Since we have chosen the analysis type as Bayesian, we now select “expert” prior on the prompt, “how to get a prior distribution.” We will be prompted to upload the data set that contains experts’ relevancy rankings on each of the items, and asked for the level of expertise of the content experts (Figure 5). This decision is made by the researcher who chose the content experts. For this example, the content experts were deemed by the researcher to have “moderate” expertise. Since we are using the same seven items and one factor, we are ready to submit the “Go” button to complete the analysis (Figure 6). Compared with flat uninformative prior output, the analysis produces similar results for MCMC acceptance rates, and slightly lower estimates for the factor loadings (i.e., item-to-domain correlations) along with corresponding CrIs,. With the addition of prior information from content experts (informative priors), we find that the entire reliability is lower (.955) when compared to the analysis using flat uninformative priors (.961). However, the lower bound of the entire reliability, reported as .96 (.95–.96), is higher than Cronbach’s α (.91), that is considered the lower bound of reliability. Also notice that experts are supplying more information than the flat uninformative prior, resulting in a CrI width of .015 (.962−.947=.015) that is narrower than the CrI width supplied by the flat uninformative prior (.969−.952=.017).

Figure 5.

Screen Shot of CBID Software Showing Bayesian Analysis Type with Expert Informative Prior

Figure 6.

Bayesian Analysis Output using Expert Informative Prior with Moderate Level of Expertise

CBID Usability

In order to determine the accessibility of CBID, we conducted software usability testing (Lewis, 1995) with a convenience sample of ten researchers (five nurse scientists, three statisticians, and one psychologist).
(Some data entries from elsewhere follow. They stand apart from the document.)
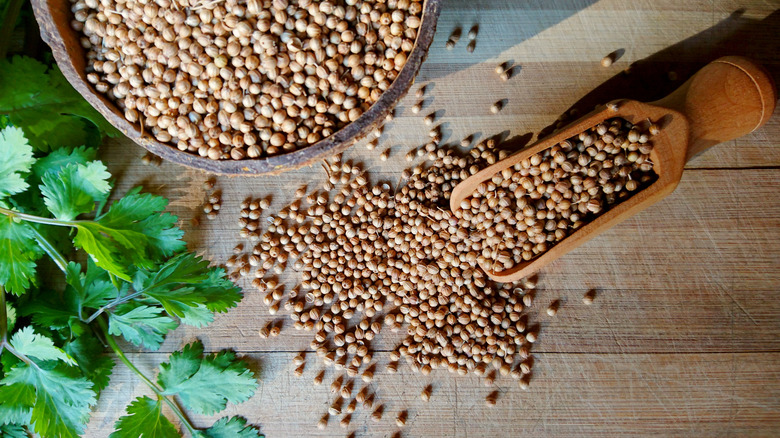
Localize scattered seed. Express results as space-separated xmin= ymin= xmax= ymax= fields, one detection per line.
xmin=317 ymin=413 xmax=330 ymax=430
xmin=582 ymin=289 xmax=596 ymax=306
xmin=395 ymin=410 xmax=408 ymax=427
xmin=371 ymin=405 xmax=385 ymax=421
xmin=420 ymin=385 xmax=433 ymax=402
xmin=485 ymin=391 xmax=498 ymax=407
xmin=469 ymin=24 xmax=479 ymax=40
xmin=547 ymin=300 xmax=560 ymax=316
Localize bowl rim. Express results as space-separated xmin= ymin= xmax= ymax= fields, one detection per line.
xmin=32 ymin=0 xmax=442 ymax=176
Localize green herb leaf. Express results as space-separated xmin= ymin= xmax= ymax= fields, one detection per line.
xmin=9 ymin=326 xmax=76 ymax=365
xmin=3 ymin=364 xmax=96 ymax=438
xmin=0 ymin=56 xmax=119 ymax=151
xmin=0 ymin=216 xmax=43 ymax=295
xmin=63 ymin=336 xmax=114 ymax=394
xmin=157 ymin=341 xmax=257 ymax=415
xmin=108 ymin=303 xmax=178 ymax=350
xmin=73 ymin=189 xmax=185 ymax=281
xmin=40 ymin=161 xmax=111 ymax=221
xmin=199 ymin=416 xmax=265 ymax=438
xmin=0 ymin=424 xmax=29 ymax=438
xmin=110 ymin=396 xmax=180 ymax=438
xmin=65 ymin=260 xmax=120 ymax=309
xmin=0 ymin=126 xmax=35 ymax=199
xmin=134 ymin=253 xmax=241 ymax=327
xmin=32 ymin=146 xmax=97 ymax=179
xmin=5 ymin=303 xmax=16 ymax=333
xmin=0 ymin=383 xmax=35 ymax=424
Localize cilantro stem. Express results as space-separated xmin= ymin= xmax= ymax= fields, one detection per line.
xmin=30 ymin=226 xmax=68 ymax=274
xmin=0 ymin=207 xmax=78 ymax=227
xmin=0 ymin=284 xmax=8 ymax=348
xmin=0 ymin=290 xmax=38 ymax=368
xmin=97 ymin=318 xmax=197 ymax=437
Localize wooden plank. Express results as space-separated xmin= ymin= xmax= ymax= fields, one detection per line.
xmin=87 ymin=0 xmax=780 ymax=437
xmin=88 ymin=353 xmax=780 ymax=437
xmin=106 ymin=135 xmax=780 ymax=353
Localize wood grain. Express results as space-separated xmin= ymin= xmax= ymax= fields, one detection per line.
xmin=85 ymin=353 xmax=780 ymax=438
xmin=88 ymin=0 xmax=780 ymax=437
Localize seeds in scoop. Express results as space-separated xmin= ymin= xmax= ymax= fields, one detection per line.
xmin=455 ymin=118 xmax=656 ymax=268
xmin=582 ymin=289 xmax=596 ymax=306
xmin=395 ymin=410 xmax=408 ymax=427
xmin=547 ymin=300 xmax=560 ymax=316
xmin=420 ymin=385 xmax=433 ymax=402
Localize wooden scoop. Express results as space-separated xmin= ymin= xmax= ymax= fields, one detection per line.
xmin=450 ymin=56 xmax=777 ymax=282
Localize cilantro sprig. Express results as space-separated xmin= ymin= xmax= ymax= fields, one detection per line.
xmin=0 ymin=54 xmax=262 ymax=438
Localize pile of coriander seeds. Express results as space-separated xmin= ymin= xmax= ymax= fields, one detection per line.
xmin=227 ymin=140 xmax=538 ymax=427
xmin=71 ymin=0 xmax=422 ymax=160
xmin=455 ymin=118 xmax=659 ymax=272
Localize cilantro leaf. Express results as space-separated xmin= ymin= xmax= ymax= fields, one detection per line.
xmin=40 ymin=161 xmax=111 ymax=221
xmin=198 ymin=416 xmax=265 ymax=438
xmin=3 ymin=364 xmax=96 ymax=438
xmin=108 ymin=303 xmax=178 ymax=350
xmin=9 ymin=326 xmax=76 ymax=365
xmin=32 ymin=146 xmax=97 ymax=179
xmin=0 ymin=56 xmax=119 ymax=151
xmin=5 ymin=303 xmax=16 ymax=333
xmin=135 ymin=253 xmax=241 ymax=327
xmin=73 ymin=189 xmax=185 ymax=281
xmin=63 ymin=336 xmax=114 ymax=393
xmin=109 ymin=396 xmax=180 ymax=438
xmin=0 ymin=383 xmax=35 ymax=424
xmin=0 ymin=216 xmax=43 ymax=295
xmin=0 ymin=424 xmax=29 ymax=438
xmin=0 ymin=126 xmax=35 ymax=199
xmin=157 ymin=341 xmax=258 ymax=415
xmin=65 ymin=260 xmax=120 ymax=309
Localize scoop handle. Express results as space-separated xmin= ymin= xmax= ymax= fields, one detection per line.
xmin=652 ymin=56 xmax=777 ymax=161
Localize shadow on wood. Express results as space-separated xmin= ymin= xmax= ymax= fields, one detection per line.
xmin=539 ymin=9 xmax=780 ymax=138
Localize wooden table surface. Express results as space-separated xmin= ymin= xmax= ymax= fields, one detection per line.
xmin=89 ymin=0 xmax=780 ymax=437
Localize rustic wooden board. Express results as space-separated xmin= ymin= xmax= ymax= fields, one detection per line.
xmin=85 ymin=353 xmax=780 ymax=437
xmin=88 ymin=0 xmax=780 ymax=437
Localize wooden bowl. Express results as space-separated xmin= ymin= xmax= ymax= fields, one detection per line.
xmin=32 ymin=0 xmax=442 ymax=175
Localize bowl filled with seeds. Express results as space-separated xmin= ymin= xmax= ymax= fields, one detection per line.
xmin=33 ymin=0 xmax=441 ymax=175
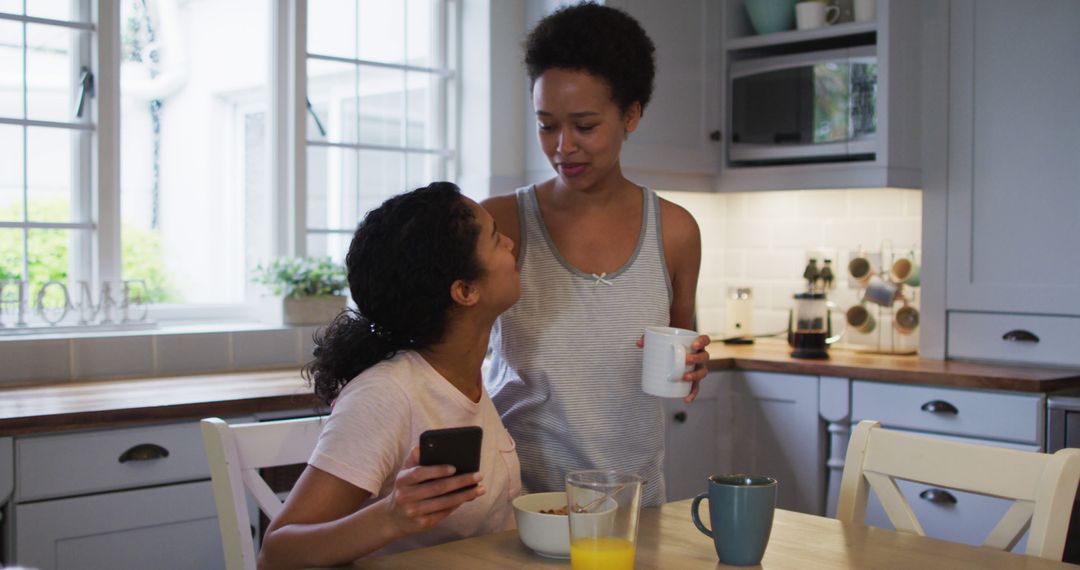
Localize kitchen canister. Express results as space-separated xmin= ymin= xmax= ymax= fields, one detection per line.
xmin=743 ymin=0 xmax=796 ymax=33
xmin=724 ymin=287 xmax=754 ymax=339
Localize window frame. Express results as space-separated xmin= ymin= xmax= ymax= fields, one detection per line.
xmin=288 ymin=0 xmax=461 ymax=256
xmin=0 ymin=0 xmax=461 ymax=334
xmin=0 ymin=1 xmax=100 ymax=295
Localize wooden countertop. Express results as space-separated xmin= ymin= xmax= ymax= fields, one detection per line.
xmin=0 ymin=368 xmax=319 ymax=436
xmin=0 ymin=341 xmax=1080 ymax=436
xmin=708 ymin=340 xmax=1080 ymax=393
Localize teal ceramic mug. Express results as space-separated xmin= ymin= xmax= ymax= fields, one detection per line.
xmin=690 ymin=475 xmax=777 ymax=566
xmin=743 ymin=0 xmax=796 ymax=33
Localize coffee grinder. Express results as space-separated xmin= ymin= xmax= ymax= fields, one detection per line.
xmin=788 ymin=291 xmax=829 ymax=358
xmin=787 ymin=259 xmax=833 ymax=358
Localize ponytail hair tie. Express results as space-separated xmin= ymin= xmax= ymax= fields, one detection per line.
xmin=361 ymin=315 xmax=416 ymax=347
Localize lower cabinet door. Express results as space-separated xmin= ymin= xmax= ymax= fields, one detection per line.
xmin=866 ymin=434 xmax=1040 ymax=553
xmin=15 ymin=481 xmax=225 ymax=570
xmin=662 ymin=372 xmax=720 ymax=501
xmin=721 ymin=371 xmax=826 ymax=515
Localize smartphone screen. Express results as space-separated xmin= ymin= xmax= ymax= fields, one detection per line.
xmin=420 ymin=425 xmax=484 ymax=475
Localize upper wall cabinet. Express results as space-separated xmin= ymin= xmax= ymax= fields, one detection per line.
xmin=605 ymin=0 xmax=721 ymax=190
xmin=717 ymin=0 xmax=922 ymax=191
xmin=945 ymin=0 xmax=1080 ymax=365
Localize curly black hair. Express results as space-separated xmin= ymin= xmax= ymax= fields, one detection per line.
xmin=303 ymin=182 xmax=484 ymax=404
xmin=525 ymin=2 xmax=657 ymax=112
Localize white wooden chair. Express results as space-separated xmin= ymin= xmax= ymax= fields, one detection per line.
xmin=836 ymin=420 xmax=1080 ymax=560
xmin=201 ymin=417 xmax=326 ymax=570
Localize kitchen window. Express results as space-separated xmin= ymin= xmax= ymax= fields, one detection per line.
xmin=0 ymin=1 xmax=97 ymax=315
xmin=0 ymin=0 xmax=458 ymax=328
xmin=302 ymin=0 xmax=454 ymax=260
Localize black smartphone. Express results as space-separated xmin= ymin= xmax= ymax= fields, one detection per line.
xmin=420 ymin=425 xmax=484 ymax=475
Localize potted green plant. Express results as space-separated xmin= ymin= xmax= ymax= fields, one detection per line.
xmin=254 ymin=257 xmax=348 ymax=325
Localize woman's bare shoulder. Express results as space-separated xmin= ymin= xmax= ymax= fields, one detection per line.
xmin=660 ymin=198 xmax=701 ymax=249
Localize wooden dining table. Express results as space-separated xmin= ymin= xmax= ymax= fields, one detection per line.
xmin=352 ymin=500 xmax=1080 ymax=570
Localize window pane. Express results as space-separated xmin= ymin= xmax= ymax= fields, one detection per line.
xmin=0 ymin=228 xmax=23 ymax=280
xmin=26 ymin=225 xmax=71 ymax=291
xmin=120 ymin=0 xmax=272 ymax=303
xmin=405 ymin=72 xmax=442 ymax=148
xmin=308 ymin=233 xmax=352 ymax=263
xmin=26 ymin=126 xmax=71 ymax=221
xmin=307 ymin=59 xmax=356 ymax=143
xmin=308 ymin=0 xmax=356 ymax=58
xmin=356 ymin=0 xmax=405 ymax=64
xmin=307 ymin=147 xmax=359 ymax=229
xmin=405 ymin=154 xmax=438 ymax=193
xmin=26 ymin=24 xmax=81 ymax=121
xmin=0 ymin=21 xmax=23 ymax=119
xmin=357 ymin=150 xmax=407 ymax=217
xmin=359 ymin=66 xmax=405 ymax=147
xmin=0 ymin=124 xmax=23 ymax=221
xmin=405 ymin=0 xmax=438 ymax=67
xmin=26 ymin=0 xmax=81 ymax=22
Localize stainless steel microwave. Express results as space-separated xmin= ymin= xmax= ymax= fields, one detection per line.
xmin=728 ymin=45 xmax=877 ymax=165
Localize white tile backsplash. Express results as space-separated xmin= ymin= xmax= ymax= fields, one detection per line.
xmin=661 ymin=188 xmax=922 ymax=341
xmin=154 ymin=333 xmax=231 ymax=375
xmin=71 ymin=336 xmax=153 ymax=379
xmin=232 ymin=328 xmax=300 ymax=368
xmin=0 ymin=339 xmax=71 ymax=384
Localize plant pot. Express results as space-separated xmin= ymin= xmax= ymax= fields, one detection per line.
xmin=282 ymin=295 xmax=347 ymax=325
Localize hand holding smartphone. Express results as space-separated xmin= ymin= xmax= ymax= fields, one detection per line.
xmin=420 ymin=425 xmax=484 ymax=490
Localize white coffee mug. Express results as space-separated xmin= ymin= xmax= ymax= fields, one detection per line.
xmin=846 ymin=304 xmax=877 ymax=335
xmin=892 ymin=304 xmax=919 ymax=335
xmin=854 ymin=0 xmax=877 ymax=22
xmin=642 ymin=327 xmax=698 ymax=397
xmin=889 ymin=257 xmax=919 ymax=287
xmin=865 ymin=280 xmax=900 ymax=307
xmin=795 ymin=0 xmax=840 ymax=29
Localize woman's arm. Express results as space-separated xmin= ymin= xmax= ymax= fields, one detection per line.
xmin=258 ymin=448 xmax=485 ymax=570
xmin=660 ymin=200 xmax=708 ymax=404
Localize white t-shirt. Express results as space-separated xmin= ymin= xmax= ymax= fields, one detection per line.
xmin=308 ymin=351 xmax=522 ymax=556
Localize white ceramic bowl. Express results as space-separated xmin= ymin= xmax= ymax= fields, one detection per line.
xmin=512 ymin=491 xmax=570 ymax=558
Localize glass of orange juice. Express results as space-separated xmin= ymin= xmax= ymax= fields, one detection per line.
xmin=566 ymin=470 xmax=645 ymax=570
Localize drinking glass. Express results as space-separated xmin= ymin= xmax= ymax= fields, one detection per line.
xmin=566 ymin=470 xmax=645 ymax=570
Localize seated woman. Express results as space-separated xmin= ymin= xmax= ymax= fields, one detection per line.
xmin=259 ymin=182 xmax=521 ymax=569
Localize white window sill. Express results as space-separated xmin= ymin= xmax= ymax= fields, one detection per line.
xmin=0 ymin=322 xmax=320 ymax=385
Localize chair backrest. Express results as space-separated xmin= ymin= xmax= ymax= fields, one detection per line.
xmin=201 ymin=417 xmax=326 ymax=570
xmin=836 ymin=420 xmax=1080 ymax=560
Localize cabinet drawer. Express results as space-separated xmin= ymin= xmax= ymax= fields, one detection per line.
xmin=948 ymin=311 xmax=1080 ymax=366
xmin=15 ymin=422 xmax=210 ymax=502
xmin=851 ymin=381 xmax=1045 ymax=447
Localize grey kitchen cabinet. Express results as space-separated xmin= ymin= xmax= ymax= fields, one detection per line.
xmin=0 ymin=437 xmax=15 ymax=566
xmin=662 ymin=372 xmax=726 ymax=501
xmin=719 ymin=371 xmax=826 ymax=515
xmin=945 ymin=0 xmax=1080 ymax=319
xmin=605 ymin=0 xmax=721 ymax=190
xmin=10 ymin=421 xmax=235 ymax=570
xmin=15 ymin=480 xmax=225 ymax=570
xmin=851 ymin=380 xmax=1045 ymax=552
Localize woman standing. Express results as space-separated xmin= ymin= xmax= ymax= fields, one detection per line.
xmin=484 ymin=3 xmax=708 ymax=505
xmin=259 ymin=182 xmax=521 ymax=569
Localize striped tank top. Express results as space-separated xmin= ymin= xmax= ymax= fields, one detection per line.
xmin=485 ymin=187 xmax=672 ymax=505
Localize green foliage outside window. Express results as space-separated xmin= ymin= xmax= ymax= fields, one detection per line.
xmin=254 ymin=257 xmax=349 ymax=297
xmin=0 ymin=200 xmax=179 ymax=303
A 19-item, software usability survey (http://garyperlman.com/quest/quest.cgi) was available for the researchers to provide feedback after using the software. User responses are collected using the Research Electronic Data Capture (REDCap) web application (Harris et al., 2009). From our convenience sample of ten, 90 % of the respondents “agreed to strongly agreed” that they were overall satisfied with the software. Respondents did not score as favorably (60%) to items about the belief that they became productive quickly using this system (item 8) or the system gave error messages that clearly told them how to fix problems (item 9).

Discussion and Conclusions

Establishing evidence for the reliability and validity of scores produced on a measurement instrument is essential for nursing research. Having the access to appropriate software is critical for carrying out relevant psychometric analyses. We have introduced a free, open source, easily-accessible application called CBID that can conduct both classical and Bayesian CFA-based construct validity analyses and provide estimates of reliability measures. CBID has advantage over the commercial software as it can report 95% credible intervals for both factor loadings and -score reliability estimates for the entire instrument.